Wednesday, August 6, 2008

PS 45-110: ESF in the high school: Integrating scientific research into high school classrooms throughout New York State

Katherina B. Searing, Nicole A. Werner, Anna M. Stewart, Yazmin Rivera, Megan Brady, Virginia B. Collins, Lindsay Cray, Neil Patterson Jr., Jason Townsend, Donald J. Leopold, Richard Beal, Charles Spuches, S. Scott Shannon, Dudley J. Raynal, and Terhi Majanen.

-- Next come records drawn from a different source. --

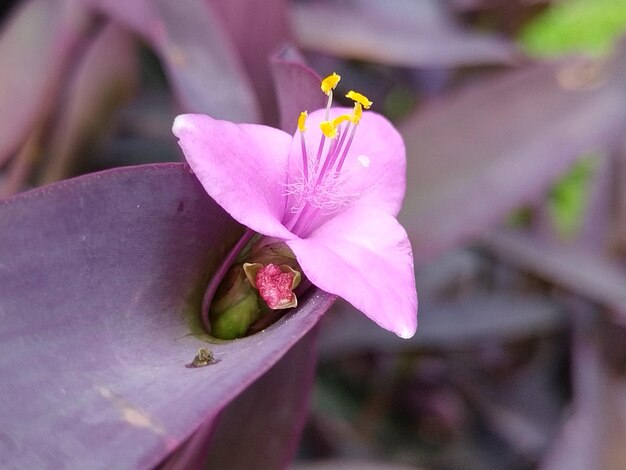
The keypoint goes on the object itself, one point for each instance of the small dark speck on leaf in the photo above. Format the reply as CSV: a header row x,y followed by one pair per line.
x,y
202,359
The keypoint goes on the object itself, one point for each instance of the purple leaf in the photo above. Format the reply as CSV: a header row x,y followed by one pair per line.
x,y
475,155
398,32
105,80
256,29
601,281
101,278
36,45
199,58
274,407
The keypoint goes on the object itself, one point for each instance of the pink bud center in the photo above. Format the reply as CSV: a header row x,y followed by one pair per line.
x,y
275,286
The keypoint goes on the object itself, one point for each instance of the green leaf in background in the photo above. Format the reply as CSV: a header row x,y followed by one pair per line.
x,y
575,26
568,198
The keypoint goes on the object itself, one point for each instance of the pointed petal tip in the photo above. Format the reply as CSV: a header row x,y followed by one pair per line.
x,y
182,124
406,332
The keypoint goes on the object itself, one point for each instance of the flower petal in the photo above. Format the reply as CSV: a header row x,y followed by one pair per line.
x,y
375,165
242,166
364,256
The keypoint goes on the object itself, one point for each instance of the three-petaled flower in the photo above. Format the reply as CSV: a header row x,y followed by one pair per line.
x,y
331,193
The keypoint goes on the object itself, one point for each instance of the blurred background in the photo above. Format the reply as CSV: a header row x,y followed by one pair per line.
x,y
513,117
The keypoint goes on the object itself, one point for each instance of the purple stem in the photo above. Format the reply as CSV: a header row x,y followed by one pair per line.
x,y
218,276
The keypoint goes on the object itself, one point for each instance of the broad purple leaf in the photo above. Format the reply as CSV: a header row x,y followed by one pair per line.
x,y
197,54
593,435
256,29
398,32
274,407
475,155
105,80
297,87
100,283
593,277
36,46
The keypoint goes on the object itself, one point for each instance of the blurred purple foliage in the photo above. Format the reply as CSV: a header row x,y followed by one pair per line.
x,y
519,359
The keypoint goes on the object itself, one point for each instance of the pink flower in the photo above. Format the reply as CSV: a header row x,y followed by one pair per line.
x,y
331,193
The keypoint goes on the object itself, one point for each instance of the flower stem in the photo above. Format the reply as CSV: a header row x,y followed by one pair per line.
x,y
218,276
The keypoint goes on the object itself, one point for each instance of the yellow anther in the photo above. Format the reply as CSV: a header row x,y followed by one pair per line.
x,y
328,129
341,118
357,113
330,82
359,98
302,121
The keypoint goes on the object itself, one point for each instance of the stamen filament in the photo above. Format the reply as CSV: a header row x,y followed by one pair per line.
x,y
345,151
305,159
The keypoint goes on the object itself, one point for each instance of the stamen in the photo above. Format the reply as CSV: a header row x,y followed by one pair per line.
x,y
359,98
305,158
328,129
345,150
330,83
358,112
341,118
302,121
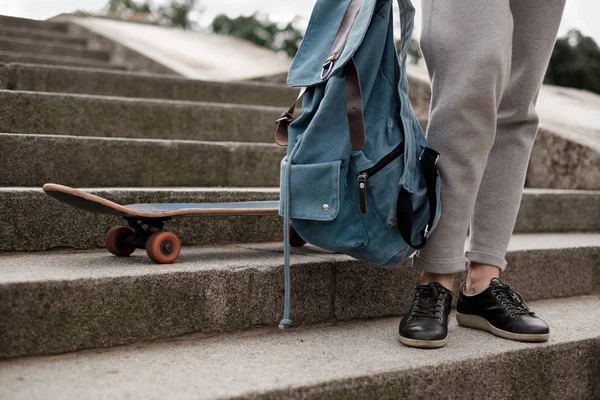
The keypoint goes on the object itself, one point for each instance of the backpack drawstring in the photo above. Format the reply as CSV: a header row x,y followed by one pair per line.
x,y
286,321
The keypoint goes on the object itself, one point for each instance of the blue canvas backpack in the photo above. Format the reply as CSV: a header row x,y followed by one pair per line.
x,y
358,177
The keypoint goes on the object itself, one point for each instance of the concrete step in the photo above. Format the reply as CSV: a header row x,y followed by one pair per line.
x,y
32,160
33,221
46,36
45,59
43,47
25,23
63,301
42,78
87,115
359,360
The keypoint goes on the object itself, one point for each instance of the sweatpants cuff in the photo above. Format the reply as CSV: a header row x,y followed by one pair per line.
x,y
486,258
439,267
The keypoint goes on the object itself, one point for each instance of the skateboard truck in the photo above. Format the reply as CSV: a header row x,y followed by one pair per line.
x,y
144,233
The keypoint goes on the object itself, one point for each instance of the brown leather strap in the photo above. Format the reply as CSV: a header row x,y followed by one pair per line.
x,y
341,37
281,134
354,110
356,124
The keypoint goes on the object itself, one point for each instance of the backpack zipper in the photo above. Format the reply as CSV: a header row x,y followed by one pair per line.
x,y
367,173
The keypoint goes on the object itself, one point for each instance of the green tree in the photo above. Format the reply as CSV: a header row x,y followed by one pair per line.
x,y
575,62
260,31
176,13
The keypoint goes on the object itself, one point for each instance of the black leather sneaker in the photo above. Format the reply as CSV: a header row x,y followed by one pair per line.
x,y
425,324
500,310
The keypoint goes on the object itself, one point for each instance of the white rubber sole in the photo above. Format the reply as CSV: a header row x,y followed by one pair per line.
x,y
423,344
477,322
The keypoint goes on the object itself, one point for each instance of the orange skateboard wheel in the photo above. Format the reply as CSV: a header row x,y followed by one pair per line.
x,y
163,247
114,241
295,239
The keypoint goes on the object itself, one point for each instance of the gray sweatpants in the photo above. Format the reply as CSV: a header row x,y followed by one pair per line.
x,y
486,62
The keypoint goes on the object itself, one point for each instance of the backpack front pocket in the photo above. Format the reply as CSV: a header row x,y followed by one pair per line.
x,y
320,208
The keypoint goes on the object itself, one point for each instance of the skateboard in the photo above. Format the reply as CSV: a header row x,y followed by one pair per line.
x,y
146,221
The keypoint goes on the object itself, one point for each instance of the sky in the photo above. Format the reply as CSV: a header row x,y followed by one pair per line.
x,y
581,14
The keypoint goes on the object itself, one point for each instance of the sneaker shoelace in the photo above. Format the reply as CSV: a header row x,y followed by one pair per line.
x,y
512,300
423,305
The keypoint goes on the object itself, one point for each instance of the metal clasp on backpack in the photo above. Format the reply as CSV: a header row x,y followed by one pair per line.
x,y
426,231
286,116
437,157
327,69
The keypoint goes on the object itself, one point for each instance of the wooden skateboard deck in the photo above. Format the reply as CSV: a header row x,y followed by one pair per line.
x,y
99,205
146,221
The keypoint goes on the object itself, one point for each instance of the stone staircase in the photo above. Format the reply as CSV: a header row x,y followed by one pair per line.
x,y
76,322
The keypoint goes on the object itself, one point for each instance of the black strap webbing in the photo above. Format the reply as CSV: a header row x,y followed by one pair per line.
x,y
404,207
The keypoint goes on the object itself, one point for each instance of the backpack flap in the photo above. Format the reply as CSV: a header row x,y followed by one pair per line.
x,y
308,66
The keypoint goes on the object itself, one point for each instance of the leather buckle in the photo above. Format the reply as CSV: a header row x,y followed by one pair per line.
x,y
286,116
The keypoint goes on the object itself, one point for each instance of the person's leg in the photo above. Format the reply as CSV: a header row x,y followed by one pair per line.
x,y
485,302
536,25
467,48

SUNY- College of Environmental Science and Forestry


Incorporating scientific research into high schools is a major goal of the outreach program, ESF in the High School (ESFHS).  Through this program a college level course offered at ESF, The Global Environment, is also offered for credit at 24 participating urban, suburban and rural high schools throughout New York State.  The goals of this course are to teach students about the scientific process and to cover a range of environmental issues, including human population growth, sustainability, natural and urban environments and energy.  This ESFHS program is the foundation for our NSF GK-12 project, which enriches student science learning and engagement, and enhances the professional development of teachers, graduate and high school students.  Through this project, nine graduate Fellows are partnered with nine local high school teachers at “home schools” to infuse their research skills and expertise into the Global Environment course.  Fellows bring research into the classroom, by incorporating their own research as examples of the scientific method and by guiding students in developing and completing independent research projects.  In addition to working with their “home schools,” Fellows lead inquiry- and research-based activities called “road shows” at other high schools participating in ESFHS.


During the 2007-2008 school year, graduate Fellows mentored 84 students in the research process at the “home schools.”  Examples of projects conducted this year include: 1) analysis of the ecological footprint of a high school cafeteria and the establishment of an action plan to reduce the footprint; 2) analysis of the amount of deforestation in the developing tropics and correlations with economic indicators of development; and 3) differences in diversity of zooplankton from lakes that differ in their degree of pollution.  This research project culminates at the end of the academic year with a science research symposium, The Environmental Summit, held on ESF’s campus.  At least 50 research projects from participating high schools will be presented by students to peers, teachers, graduate students and faculty.  Through the research process students become familiar with the scientific method by learning how to locate and assess peer-reviewed literature, employ statistical methods and perform field and laboratory techniques.  Over the past school year, Fellows engaged over 240 students at 15 schools through the presentation of more than 50 “road shows.”  Ultimately, the ESFHS and the NSF GK-12 programs aim to produce scientifically literate, well-informed young adults who possess the skills required to meet society’s immediate and future challenges.